As an outsider's view on the War on Terror and the 9/11 attacks, the Reluctant Fundamentalist offers a revelatory take on a series of events the west is only starting to question. It follows the story of Pakistani immigrant - Changez - working in a high powered corporate job in New York, after graduating from Princeton. At first, with his $80,000 salary, expense account and sharp suits, he thinks he is living the American dream, but then the attacks on the World Trade Centre take place and he is forced to question his reason for being.
As with On Chesil Beach, another of the 2007 Mann Booker Prize nominees, at less than 200 pages this is less a novel than a novella. But don't let you think this is a book you can race through. Moshin Hamid's prose is restrained and thoughtful; intricately layered and insightful - in short, to be savoured.

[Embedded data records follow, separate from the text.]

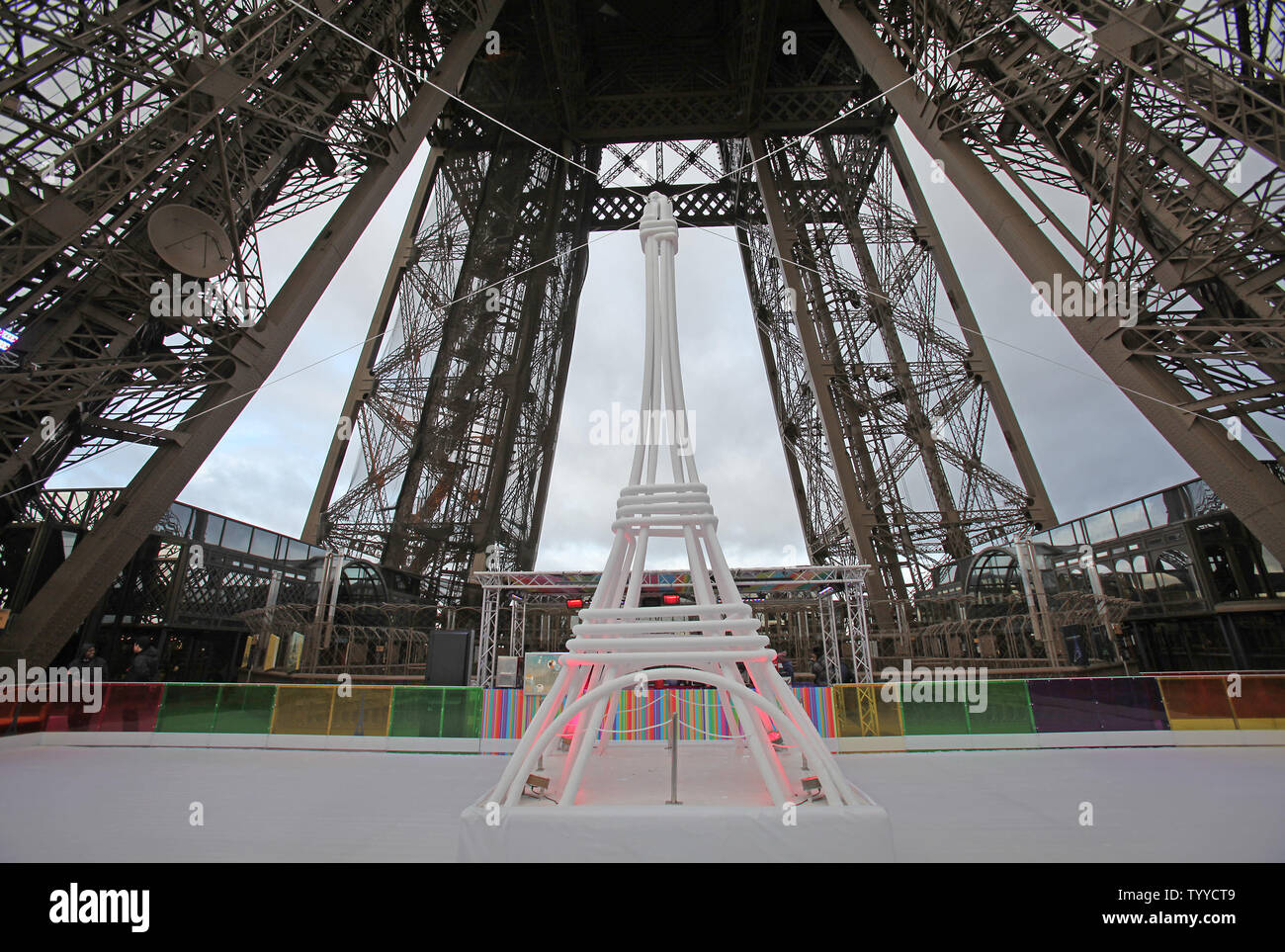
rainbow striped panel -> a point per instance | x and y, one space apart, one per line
502 713
818 706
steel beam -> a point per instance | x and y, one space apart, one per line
1247 487
62 604
860 519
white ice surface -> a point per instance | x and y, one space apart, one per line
116 805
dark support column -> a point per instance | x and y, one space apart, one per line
63 603
1249 489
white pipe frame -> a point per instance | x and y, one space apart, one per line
616 639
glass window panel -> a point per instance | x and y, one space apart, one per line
1100 527
302 710
264 543
1130 518
245 710
236 536
1063 535
214 530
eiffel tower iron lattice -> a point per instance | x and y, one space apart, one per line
780 120
621 646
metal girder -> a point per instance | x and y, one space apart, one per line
243 112
1247 488
1149 117
458 434
898 392
71 592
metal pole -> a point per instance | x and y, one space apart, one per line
673 759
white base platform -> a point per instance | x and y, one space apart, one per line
680 832
724 816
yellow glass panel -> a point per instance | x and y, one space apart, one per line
303 710
364 715
1202 724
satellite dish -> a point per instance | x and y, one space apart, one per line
189 240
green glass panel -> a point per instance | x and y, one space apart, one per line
188 710
302 710
462 712
1007 710
245 710
416 712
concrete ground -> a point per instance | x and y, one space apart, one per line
128 805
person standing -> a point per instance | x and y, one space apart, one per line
818 676
145 664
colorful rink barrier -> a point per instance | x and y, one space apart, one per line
855 717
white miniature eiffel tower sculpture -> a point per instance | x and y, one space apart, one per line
618 646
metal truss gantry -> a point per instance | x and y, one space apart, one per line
1160 121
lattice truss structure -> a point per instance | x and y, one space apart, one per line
1159 125
1168 117
911 412
248 112
458 424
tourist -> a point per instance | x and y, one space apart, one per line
145 664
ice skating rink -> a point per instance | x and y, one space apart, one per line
124 805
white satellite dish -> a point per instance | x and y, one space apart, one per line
189 240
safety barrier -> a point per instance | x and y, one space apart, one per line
491 717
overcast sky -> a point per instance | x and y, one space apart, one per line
1092 447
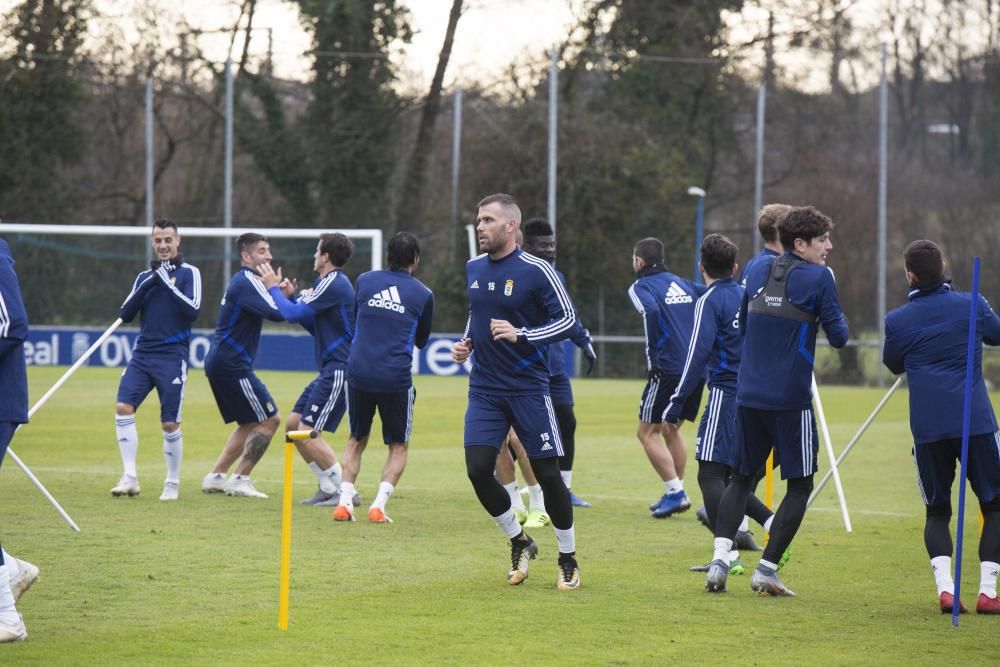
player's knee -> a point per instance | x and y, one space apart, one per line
943 511
800 485
990 507
709 470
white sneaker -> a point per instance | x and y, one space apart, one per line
13 633
127 486
242 488
171 490
26 576
214 482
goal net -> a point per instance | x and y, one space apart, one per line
80 274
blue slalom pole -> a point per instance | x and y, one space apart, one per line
966 418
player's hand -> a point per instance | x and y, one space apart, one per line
288 287
461 350
588 352
269 276
503 330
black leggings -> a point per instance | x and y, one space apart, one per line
480 462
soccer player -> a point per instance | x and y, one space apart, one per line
666 304
787 299
767 225
167 298
517 306
327 312
394 312
540 241
239 393
928 340
16 576
714 352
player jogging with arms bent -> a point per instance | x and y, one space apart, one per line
517 306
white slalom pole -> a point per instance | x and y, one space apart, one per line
854 440
41 487
72 369
833 461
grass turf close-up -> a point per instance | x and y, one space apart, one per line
195 581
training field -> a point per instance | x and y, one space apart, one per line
196 581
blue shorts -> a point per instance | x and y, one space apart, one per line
936 463
719 435
488 418
324 402
791 433
395 409
656 397
167 374
242 398
560 389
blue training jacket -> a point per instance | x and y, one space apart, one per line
13 332
666 303
245 306
777 362
395 312
167 300
716 345
928 339
525 291
327 312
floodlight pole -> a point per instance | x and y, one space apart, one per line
758 190
883 151
227 197
553 127
149 164
699 224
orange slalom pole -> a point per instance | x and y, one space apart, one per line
286 524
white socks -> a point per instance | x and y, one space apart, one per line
173 450
987 577
536 499
8 614
13 569
347 492
516 503
128 442
508 524
385 490
330 480
723 545
674 485
941 566
566 539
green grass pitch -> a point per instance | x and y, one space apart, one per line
196 581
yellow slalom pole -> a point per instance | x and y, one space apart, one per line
769 487
286 524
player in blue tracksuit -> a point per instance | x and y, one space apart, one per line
714 354
539 240
787 299
517 306
239 393
167 299
666 303
15 575
767 225
928 340
327 312
395 312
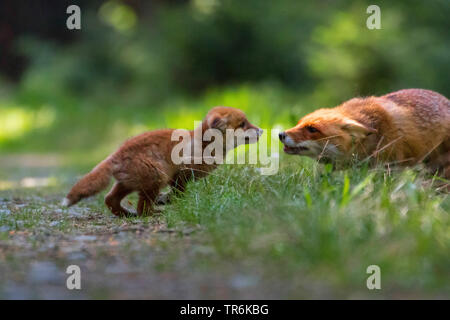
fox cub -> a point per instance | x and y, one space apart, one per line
144 163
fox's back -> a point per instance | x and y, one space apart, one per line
428 108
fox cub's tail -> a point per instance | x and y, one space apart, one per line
92 183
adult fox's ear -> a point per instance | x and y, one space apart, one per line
357 129
217 122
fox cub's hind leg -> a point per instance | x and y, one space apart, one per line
146 202
113 198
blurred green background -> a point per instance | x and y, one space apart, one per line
137 65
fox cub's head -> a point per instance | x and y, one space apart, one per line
325 133
231 123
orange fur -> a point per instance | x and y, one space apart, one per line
403 127
144 164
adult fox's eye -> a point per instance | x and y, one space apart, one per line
311 129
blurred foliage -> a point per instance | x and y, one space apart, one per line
132 68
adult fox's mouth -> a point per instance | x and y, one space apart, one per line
294 150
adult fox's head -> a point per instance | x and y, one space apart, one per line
325 133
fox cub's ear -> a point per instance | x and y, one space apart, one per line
217 123
357 129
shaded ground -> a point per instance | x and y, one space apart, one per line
252 257
119 258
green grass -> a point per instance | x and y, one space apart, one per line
311 230
307 221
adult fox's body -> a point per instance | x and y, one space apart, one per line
144 164
403 127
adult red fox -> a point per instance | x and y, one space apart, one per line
403 127
144 163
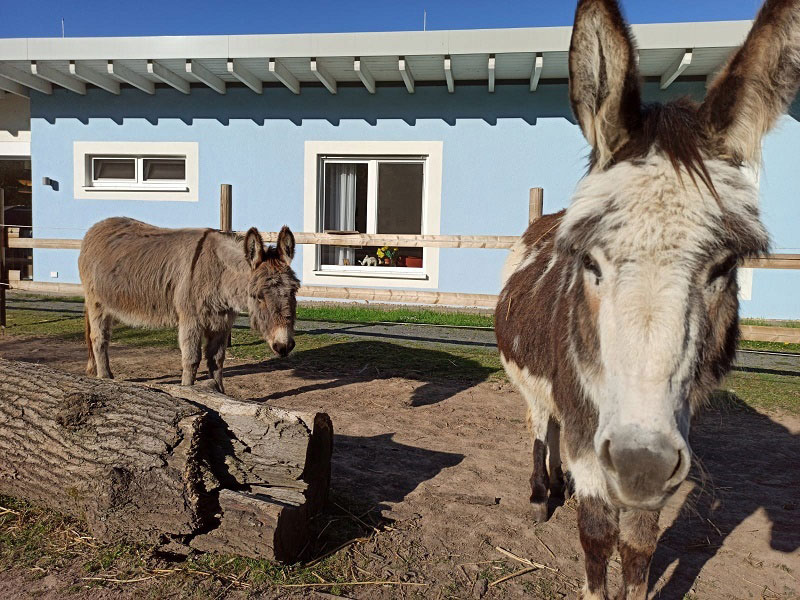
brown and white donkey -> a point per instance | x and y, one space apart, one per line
620 314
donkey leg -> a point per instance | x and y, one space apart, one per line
638 536
557 487
598 525
190 339
538 419
215 356
99 336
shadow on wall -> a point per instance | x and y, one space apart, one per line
314 103
750 464
469 101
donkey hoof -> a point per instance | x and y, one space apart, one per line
539 511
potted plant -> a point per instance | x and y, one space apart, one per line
388 255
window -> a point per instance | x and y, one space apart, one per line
138 173
390 188
378 195
136 170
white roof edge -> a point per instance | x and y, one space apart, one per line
724 34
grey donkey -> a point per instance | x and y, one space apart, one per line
197 279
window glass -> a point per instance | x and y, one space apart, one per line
400 188
391 204
173 169
399 198
345 207
115 169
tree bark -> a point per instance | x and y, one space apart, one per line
169 465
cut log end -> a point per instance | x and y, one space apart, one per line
169 465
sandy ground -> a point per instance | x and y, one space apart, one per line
447 462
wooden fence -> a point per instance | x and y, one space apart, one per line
454 299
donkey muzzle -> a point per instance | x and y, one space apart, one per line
644 467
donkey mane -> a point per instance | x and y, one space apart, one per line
677 131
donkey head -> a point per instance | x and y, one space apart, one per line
272 288
655 232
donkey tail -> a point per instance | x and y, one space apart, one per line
91 365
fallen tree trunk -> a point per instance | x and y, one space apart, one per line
173 466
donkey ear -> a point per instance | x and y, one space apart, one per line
253 247
757 84
286 245
604 84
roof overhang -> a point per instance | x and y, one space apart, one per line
532 55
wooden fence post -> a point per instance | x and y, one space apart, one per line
226 218
3 266
536 204
225 207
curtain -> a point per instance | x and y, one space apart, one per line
340 210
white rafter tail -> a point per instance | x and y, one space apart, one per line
236 69
57 77
536 73
162 73
364 75
203 75
321 73
405 73
675 70
125 75
86 74
448 74
283 75
26 79
12 87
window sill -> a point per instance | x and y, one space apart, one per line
378 273
134 189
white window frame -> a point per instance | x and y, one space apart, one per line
319 153
87 187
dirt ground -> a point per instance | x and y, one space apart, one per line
446 463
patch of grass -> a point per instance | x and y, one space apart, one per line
771 323
331 355
766 391
770 346
364 314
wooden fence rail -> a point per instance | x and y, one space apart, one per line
484 301
497 242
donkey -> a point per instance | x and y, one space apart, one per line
620 315
197 279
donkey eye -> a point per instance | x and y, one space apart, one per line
722 269
590 265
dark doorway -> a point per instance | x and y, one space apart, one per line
15 180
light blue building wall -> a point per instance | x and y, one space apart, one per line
495 147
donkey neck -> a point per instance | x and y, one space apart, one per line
235 275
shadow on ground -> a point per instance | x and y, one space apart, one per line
749 462
339 364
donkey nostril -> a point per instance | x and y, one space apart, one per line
677 466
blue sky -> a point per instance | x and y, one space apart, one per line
42 18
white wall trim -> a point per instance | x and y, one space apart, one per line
15 149
82 191
432 207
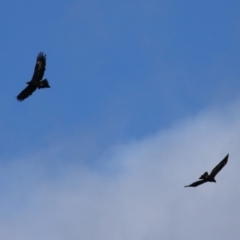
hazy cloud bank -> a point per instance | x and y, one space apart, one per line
139 195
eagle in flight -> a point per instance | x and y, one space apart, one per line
36 81
210 177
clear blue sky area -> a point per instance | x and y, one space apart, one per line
118 69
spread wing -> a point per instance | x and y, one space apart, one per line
195 184
39 67
218 168
26 92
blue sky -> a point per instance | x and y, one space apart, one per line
123 74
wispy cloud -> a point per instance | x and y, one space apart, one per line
143 199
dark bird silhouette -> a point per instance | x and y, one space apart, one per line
36 81
210 178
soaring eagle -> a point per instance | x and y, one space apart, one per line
36 81
210 177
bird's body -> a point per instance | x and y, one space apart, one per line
36 81
210 177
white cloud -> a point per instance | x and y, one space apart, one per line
144 199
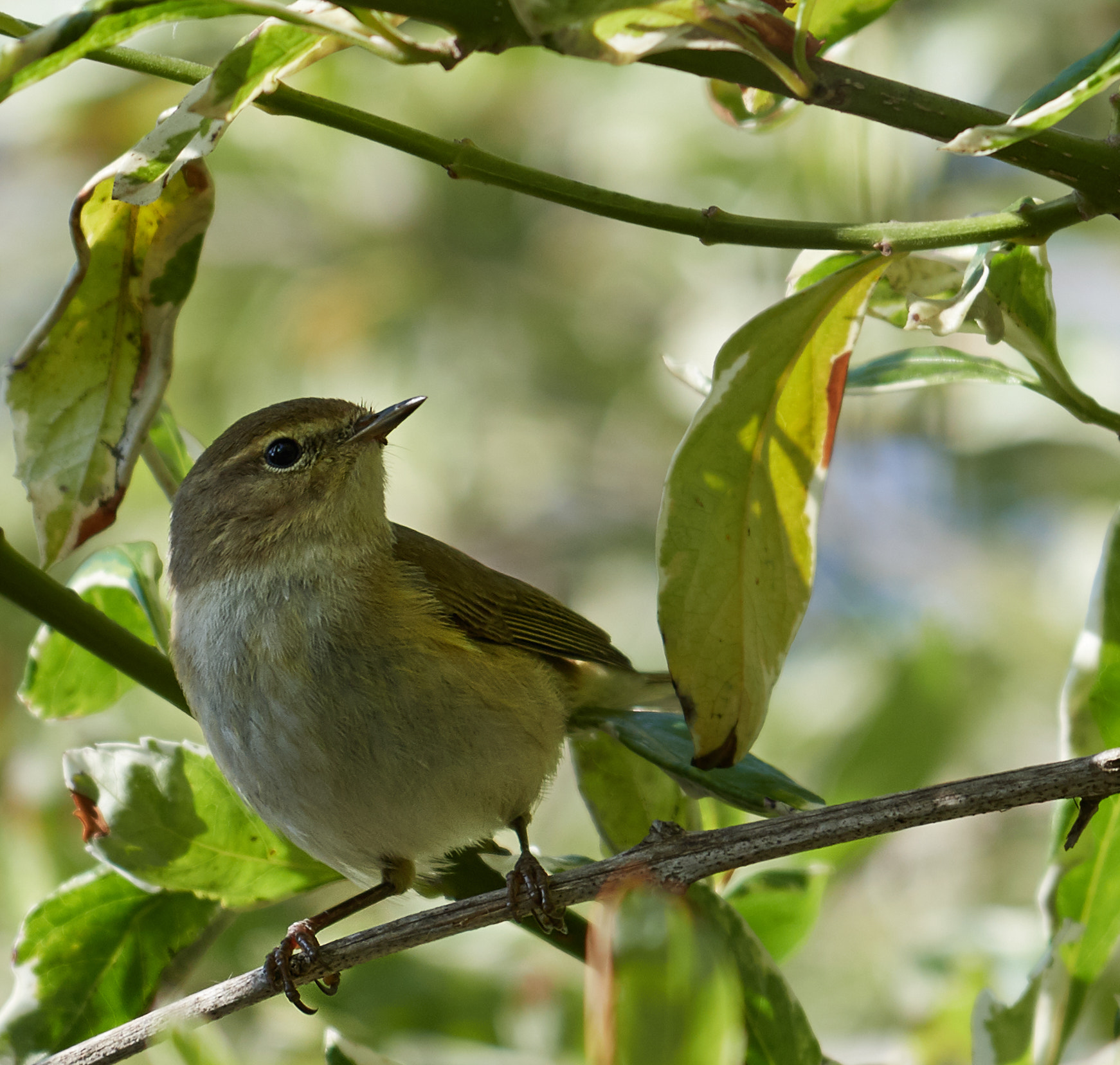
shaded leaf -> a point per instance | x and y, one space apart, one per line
87 383
623 792
779 1032
176 823
781 906
63 680
664 740
1053 102
919 368
662 987
91 956
736 536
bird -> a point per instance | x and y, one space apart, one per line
377 696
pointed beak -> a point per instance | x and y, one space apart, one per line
377 426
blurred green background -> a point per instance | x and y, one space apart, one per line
959 540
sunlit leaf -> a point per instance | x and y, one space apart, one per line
919 368
87 383
662 987
736 538
1053 102
781 906
63 680
624 793
176 823
91 956
777 1028
664 740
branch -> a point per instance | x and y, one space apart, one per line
712 225
64 610
669 856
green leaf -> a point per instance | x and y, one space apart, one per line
63 680
176 823
662 987
736 536
91 956
781 906
777 1028
919 368
624 793
1053 102
87 383
664 740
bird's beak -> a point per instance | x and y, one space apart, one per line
377 424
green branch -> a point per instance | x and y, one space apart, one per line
62 608
712 225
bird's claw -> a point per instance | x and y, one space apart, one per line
530 883
278 967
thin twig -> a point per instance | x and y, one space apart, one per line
669 856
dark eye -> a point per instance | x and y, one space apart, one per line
282 454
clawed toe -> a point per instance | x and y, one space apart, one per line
529 882
279 970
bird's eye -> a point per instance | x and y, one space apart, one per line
282 454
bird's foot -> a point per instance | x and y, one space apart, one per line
529 883
278 965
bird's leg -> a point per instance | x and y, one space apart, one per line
530 878
397 877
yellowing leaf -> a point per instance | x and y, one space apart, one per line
87 383
736 536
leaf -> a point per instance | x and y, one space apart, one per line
1053 102
90 956
779 1032
63 680
662 987
781 906
89 381
176 823
664 740
919 368
736 536
623 792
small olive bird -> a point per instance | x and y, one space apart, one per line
374 695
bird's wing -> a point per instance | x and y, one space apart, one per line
498 608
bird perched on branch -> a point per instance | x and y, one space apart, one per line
373 693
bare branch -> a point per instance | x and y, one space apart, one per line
669 856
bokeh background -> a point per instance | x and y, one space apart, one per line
959 539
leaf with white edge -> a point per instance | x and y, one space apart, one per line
175 823
1053 102
919 368
273 51
664 738
87 383
624 793
736 536
661 985
91 956
777 1030
781 906
63 680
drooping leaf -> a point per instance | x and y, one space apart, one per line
736 536
176 823
919 368
662 987
1053 102
624 793
781 906
91 956
63 680
777 1030
664 740
87 383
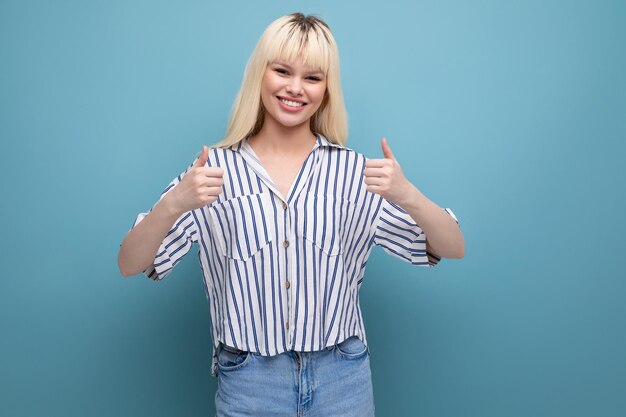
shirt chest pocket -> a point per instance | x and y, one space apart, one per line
326 221
241 225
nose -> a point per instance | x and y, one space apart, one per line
294 87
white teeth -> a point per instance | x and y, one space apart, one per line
292 103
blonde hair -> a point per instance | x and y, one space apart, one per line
287 39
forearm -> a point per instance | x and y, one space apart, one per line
141 244
443 234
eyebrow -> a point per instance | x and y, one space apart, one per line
312 71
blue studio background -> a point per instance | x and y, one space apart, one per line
511 113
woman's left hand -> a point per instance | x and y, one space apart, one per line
385 177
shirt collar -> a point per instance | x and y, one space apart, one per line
321 141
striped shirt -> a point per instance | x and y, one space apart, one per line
284 274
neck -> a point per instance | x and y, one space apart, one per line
276 138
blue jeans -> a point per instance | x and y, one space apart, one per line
334 382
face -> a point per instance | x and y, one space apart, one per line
291 93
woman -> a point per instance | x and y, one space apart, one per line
285 217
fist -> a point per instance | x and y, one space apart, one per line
384 177
200 186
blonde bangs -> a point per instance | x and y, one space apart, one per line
288 39
290 44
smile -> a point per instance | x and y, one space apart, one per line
291 103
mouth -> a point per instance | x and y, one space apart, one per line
291 104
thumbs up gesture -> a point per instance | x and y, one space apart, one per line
200 186
384 177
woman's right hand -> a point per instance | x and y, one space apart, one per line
200 186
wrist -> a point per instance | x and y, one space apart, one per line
168 208
413 200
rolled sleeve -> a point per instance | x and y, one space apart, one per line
174 247
177 242
398 235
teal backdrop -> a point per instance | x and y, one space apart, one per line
513 114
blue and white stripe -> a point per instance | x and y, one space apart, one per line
285 274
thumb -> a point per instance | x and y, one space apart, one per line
204 155
387 150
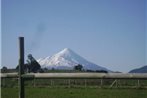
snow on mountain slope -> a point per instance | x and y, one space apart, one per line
67 59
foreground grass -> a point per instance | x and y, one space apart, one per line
75 93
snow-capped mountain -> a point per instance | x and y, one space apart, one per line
67 59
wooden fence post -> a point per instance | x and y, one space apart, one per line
21 67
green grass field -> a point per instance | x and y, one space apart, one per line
37 92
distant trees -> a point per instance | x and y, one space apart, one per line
78 67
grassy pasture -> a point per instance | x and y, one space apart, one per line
60 88
46 92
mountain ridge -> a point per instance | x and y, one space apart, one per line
67 59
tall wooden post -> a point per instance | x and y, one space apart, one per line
21 67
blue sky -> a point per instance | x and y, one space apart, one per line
110 33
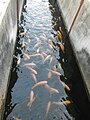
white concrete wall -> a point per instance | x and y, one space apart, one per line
80 34
8 32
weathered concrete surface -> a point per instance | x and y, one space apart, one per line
8 31
80 34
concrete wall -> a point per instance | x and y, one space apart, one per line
8 32
80 34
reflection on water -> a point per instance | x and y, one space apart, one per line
38 92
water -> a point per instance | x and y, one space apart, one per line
38 28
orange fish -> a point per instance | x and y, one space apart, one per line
31 98
59 35
37 44
30 64
44 54
34 77
16 118
26 56
66 102
54 72
22 33
65 86
48 107
39 83
37 54
32 70
60 29
62 47
18 60
48 57
51 89
49 74
57 103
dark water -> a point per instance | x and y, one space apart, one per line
40 22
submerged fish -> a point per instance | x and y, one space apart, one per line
16 118
37 44
51 89
60 29
54 72
37 54
65 86
48 107
29 64
31 98
62 47
37 38
66 102
32 70
39 83
48 57
22 33
44 54
18 60
49 74
26 56
59 35
34 78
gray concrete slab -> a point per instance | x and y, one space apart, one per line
8 32
80 34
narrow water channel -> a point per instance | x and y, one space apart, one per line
40 84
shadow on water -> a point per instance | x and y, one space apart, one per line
78 92
80 108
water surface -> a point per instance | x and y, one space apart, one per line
38 28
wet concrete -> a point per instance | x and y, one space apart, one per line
80 35
8 31
21 79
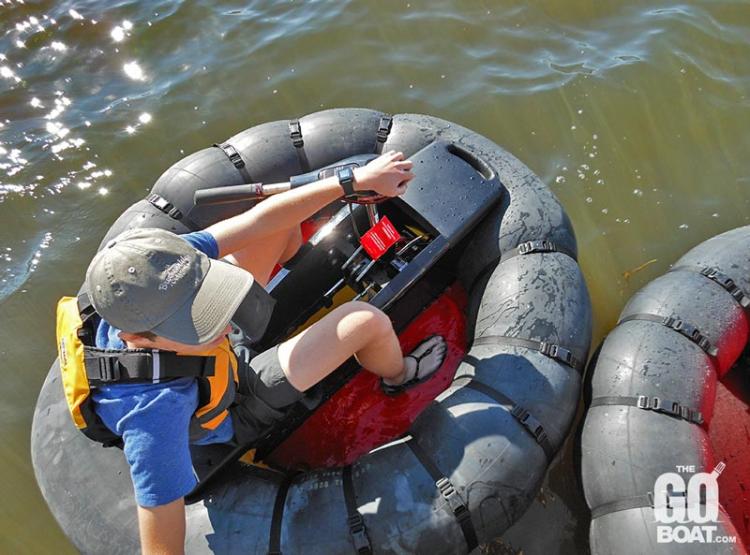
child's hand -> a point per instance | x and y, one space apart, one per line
387 175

Some things didn't work for me: the form of narration - Changez telling his story to a western stranger outside a Lahore restaurant was somewhat clumsy. Each chapter is prefaced with a slightly camp `Oh, but sir, our tea is about to arrive' etc. A straightforward memoir would have worked better and would have avoided the messy ending. Also the title of the book suggests that this is in some way about hard core Islamism or terrorism: it's not, but I feel that it will invariably discourage some readers.
Nevertheless, these are minor quibbles and the Reluctant Fundamentalist is a triumph, a wonderful exposition of a man forced to question his personal, national and religious identity in troubled times.